Paris, mai 1962. Après le cessez-le-feu en Algérie, les parisiens font la fête, s’ennuient, rêvent, sont amoureux, cherchent un logement ou tout simplement le bonheur. C’est Le joli Mai de Chris Marker et Pierre Lhomme.
Avec son prédécesseur, Chronique d’un été de Jean Rouch et Edgar Morin (1961), Le joli Mai est un des premiers documentaires français à descendre dans la rue pour donner du temps de parole aux passantes et aux passants. Prenant Paris sur le vif grâce à un matériel de tournage qui s’allège et s’assouplit au début des années 1960, le film veut dépasser une image figée et lourde d’une ville sursaturée d’histoire.
Entre névrose des grands ensembles et carte postale du vieux Paris, Chris Marker et Pierre Lhomme interrogent tout simplement les Parisiens.

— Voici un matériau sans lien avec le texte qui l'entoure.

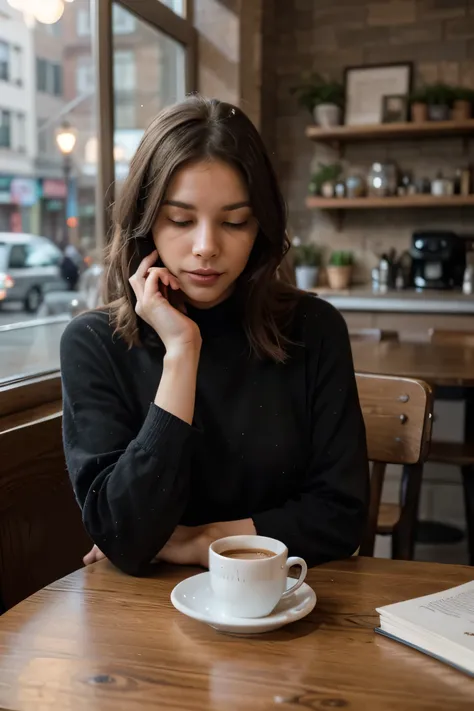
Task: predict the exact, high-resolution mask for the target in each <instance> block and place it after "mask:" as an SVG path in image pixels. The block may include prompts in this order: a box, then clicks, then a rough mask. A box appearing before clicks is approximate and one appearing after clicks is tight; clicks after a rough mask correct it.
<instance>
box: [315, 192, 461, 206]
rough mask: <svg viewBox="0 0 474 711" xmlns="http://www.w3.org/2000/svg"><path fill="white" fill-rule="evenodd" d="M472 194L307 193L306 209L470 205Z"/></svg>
mask: <svg viewBox="0 0 474 711" xmlns="http://www.w3.org/2000/svg"><path fill="white" fill-rule="evenodd" d="M472 206H474V195H440V196H438V195H425V194H423V195H422V194H419V195H406V196H405V197H395V196H394V197H362V198H324V197H319V196H318V195H309V196H308V197H307V198H306V207H307V208H308V209H319V210H381V209H384V210H385V209H387V208H388V209H395V210H396V209H398V210H400V209H404V208H407V207H434V208H435V207H472Z"/></svg>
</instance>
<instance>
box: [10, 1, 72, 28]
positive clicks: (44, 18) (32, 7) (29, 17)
mask: <svg viewBox="0 0 474 711" xmlns="http://www.w3.org/2000/svg"><path fill="white" fill-rule="evenodd" d="M8 4H9V5H10V6H11V7H13V8H14V9H15V10H19V11H20V12H22V13H23V17H24V19H25V22H26V24H27V25H28V26H29V27H31V25H32V24H33V19H34V20H37V21H38V22H41V23H43V24H44V25H53V24H54V23H55V22H57V21H58V20H60V19H61V17H62V16H63V13H64V2H63V0H41V2H38V0H8Z"/></svg>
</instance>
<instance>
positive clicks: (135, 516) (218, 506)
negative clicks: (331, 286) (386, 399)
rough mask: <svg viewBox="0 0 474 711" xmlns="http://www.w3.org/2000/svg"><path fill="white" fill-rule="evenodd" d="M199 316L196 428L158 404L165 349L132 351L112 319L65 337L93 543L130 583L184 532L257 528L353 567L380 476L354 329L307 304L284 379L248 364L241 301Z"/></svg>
mask: <svg viewBox="0 0 474 711" xmlns="http://www.w3.org/2000/svg"><path fill="white" fill-rule="evenodd" d="M188 315H189V316H190V317H191V318H192V319H193V320H195V321H196V322H197V324H198V325H199V328H200V330H201V335H202V339H203V343H202V349H201V357H200V361H199V370H198V377H197V389H196V406H195V413H194V421H193V426H190V425H188V424H186V423H185V422H183V421H182V420H180V419H178V418H177V417H175V416H174V415H172V414H170V413H168V412H166V411H165V410H162V409H161V408H159V407H157V406H156V405H155V404H154V402H153V401H154V398H155V395H156V391H157V389H158V384H159V381H160V377H161V374H162V368H163V348H162V347H160V344H157V345H156V346H154V345H153V343H151V344H148V345H145V346H142V347H133V348H131V349H128V347H127V345H126V344H125V343H124V342H123V341H122V340H121V339H120V338H119V337H117V336H113V327H112V326H111V325H110V323H109V316H108V313H107V312H105V311H103V312H100V311H95V312H90V313H86V314H83V315H81V316H79V317H77V318H76V319H74V320H73V321H72V322H71V323H70V324H69V325H68V327H67V329H66V331H65V333H64V335H63V338H62V343H61V372H62V379H63V396H64V425H63V426H64V447H65V453H66V460H67V466H68V469H69V473H70V477H71V480H72V484H73V487H74V491H75V494H76V497H77V500H78V502H79V505H80V506H81V508H82V514H83V521H84V525H85V527H86V529H87V531H88V533H89V535H90V536H91V538H92V539H93V540H94V542H95V543H96V544H97V545H98V546H99V548H100V549H101V550H102V551H103V552H104V553H105V555H106V556H107V557H108V558H109V559H110V560H111V561H112V562H113V563H114V564H115V565H116V566H117V567H118V568H121V569H122V570H124V571H125V572H128V573H131V574H141V573H143V572H145V571H146V569H147V565H148V563H149V562H150V561H151V560H152V559H153V558H154V556H155V555H156V554H157V553H158V551H159V550H160V549H161V548H162V547H163V546H164V544H165V543H166V541H167V540H168V538H169V537H170V535H171V533H172V532H173V530H174V528H175V527H176V526H177V525H178V524H183V525H187V526H197V525H200V524H206V523H213V522H218V521H231V520H236V519H245V518H252V519H253V521H254V524H255V528H256V530H257V533H258V534H261V535H265V536H271V537H273V538H278V539H280V540H281V541H283V542H284V543H285V544H286V545H287V546H288V548H289V551H290V555H300V556H302V557H303V558H305V559H306V561H307V562H308V564H309V565H315V564H317V563H320V562H323V561H326V560H330V559H335V558H340V557H345V556H349V555H350V554H352V553H353V552H354V551H355V550H356V548H357V546H358V545H359V543H360V539H361V535H362V532H363V528H364V524H365V520H366V512H367V502H368V464H367V453H366V443H365V431H364V424H363V420H362V416H361V411H360V407H359V401H358V397H357V389H356V383H355V378H354V370H353V365H352V356H351V350H350V344H349V338H348V334H347V329H346V325H345V323H344V320H343V318H342V316H341V315H340V314H339V313H338V312H337V311H336V310H335V309H334V308H333V307H332V306H330V305H329V304H327V303H326V302H324V301H322V300H320V299H318V298H316V297H312V296H303V297H302V298H301V301H300V303H299V305H298V307H297V309H296V312H295V317H294V327H293V333H292V340H293V341H294V342H295V343H296V345H294V346H292V347H291V348H290V358H289V359H288V361H287V363H286V364H284V365H281V364H276V363H274V362H272V361H270V360H259V359H257V358H256V357H253V356H250V355H249V347H248V343H247V340H246V337H245V334H244V331H243V329H242V327H241V325H240V323H239V320H238V318H237V317H236V312H235V306H234V305H233V302H232V299H230V300H229V301H227V302H225V303H223V304H220V305H219V306H216V307H215V308H212V309H209V310H198V309H193V308H189V309H188Z"/></svg>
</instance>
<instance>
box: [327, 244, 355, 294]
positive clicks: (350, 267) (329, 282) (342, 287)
mask: <svg viewBox="0 0 474 711" xmlns="http://www.w3.org/2000/svg"><path fill="white" fill-rule="evenodd" d="M353 264H354V257H353V255H352V252H343V251H339V252H333V253H332V254H331V257H330V259H329V264H328V266H327V275H328V281H329V286H330V287H331V289H337V290H341V289H347V287H348V286H349V284H350V282H351V277H352V266H353Z"/></svg>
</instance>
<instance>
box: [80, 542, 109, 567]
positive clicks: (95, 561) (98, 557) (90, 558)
mask: <svg viewBox="0 0 474 711" xmlns="http://www.w3.org/2000/svg"><path fill="white" fill-rule="evenodd" d="M104 558H105V555H104V554H103V553H102V551H101V550H100V548H97V546H93V547H92V549H91V550H90V551H89V553H86V555H85V556H84V558H83V559H82V560H83V562H84V565H92V563H97V561H98V560H104Z"/></svg>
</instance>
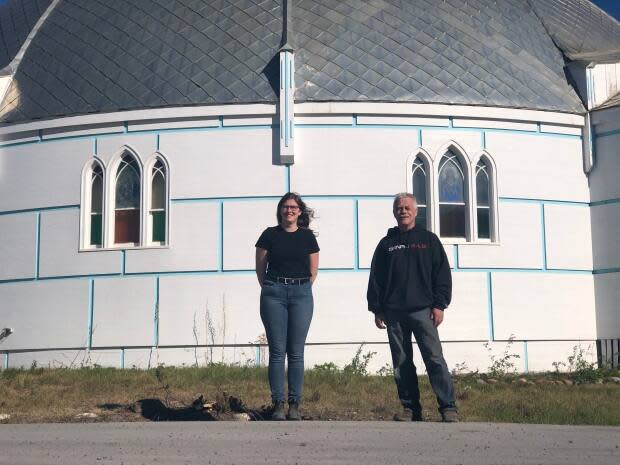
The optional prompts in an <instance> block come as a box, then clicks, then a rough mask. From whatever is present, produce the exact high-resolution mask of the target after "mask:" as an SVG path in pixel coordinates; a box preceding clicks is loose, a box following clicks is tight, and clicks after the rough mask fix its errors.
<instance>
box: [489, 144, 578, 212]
mask: <svg viewBox="0 0 620 465" xmlns="http://www.w3.org/2000/svg"><path fill="white" fill-rule="evenodd" d="M486 147H487V150H488V151H489V153H490V154H492V155H493V157H494V159H495V162H496V163H497V172H498V187H499V196H500V197H520V198H532V199H546V200H571V201H577V202H589V200H590V194H589V189H588V180H587V178H586V176H585V174H584V172H583V157H582V147H581V140H580V139H578V138H568V137H546V136H537V135H524V134H518V135H517V134H504V133H494V132H489V133H487V135H486Z"/></svg>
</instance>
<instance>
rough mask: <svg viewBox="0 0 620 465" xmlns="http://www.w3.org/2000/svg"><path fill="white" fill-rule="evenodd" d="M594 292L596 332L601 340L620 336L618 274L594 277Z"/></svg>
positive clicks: (619, 319)
mask: <svg viewBox="0 0 620 465" xmlns="http://www.w3.org/2000/svg"><path fill="white" fill-rule="evenodd" d="M594 289H595V291H596V330H597V337H599V338H601V339H618V335H620V273H608V274H600V275H595V276H594Z"/></svg>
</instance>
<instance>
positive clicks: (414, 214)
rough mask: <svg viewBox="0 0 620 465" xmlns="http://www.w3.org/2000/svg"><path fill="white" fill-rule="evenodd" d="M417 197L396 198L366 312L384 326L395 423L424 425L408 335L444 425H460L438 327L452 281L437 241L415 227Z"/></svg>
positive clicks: (371, 272)
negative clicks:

Les nombreux entretiens qui résultent de cette démarche révolutionnaire pour l’époque, croisent de multiples sujets hétéroclites : les problèmes de logement et l’invention d’un sous-marin de poche, la guerre d’Algérie et la place de la femme en politique, le record du monde de twist (72 h de déhanchement !) et les premiers soubresauts populaires provoqués par le drame de la station métro Charonne.
Par cet assemblage, le film réalise le souhait d’une exploration nouvelle de la ville que la voix d’Yves Montand énonce au début du film : « On voudrait la découvrir à l’aube. On voudrait la découvrir sans mémoire. »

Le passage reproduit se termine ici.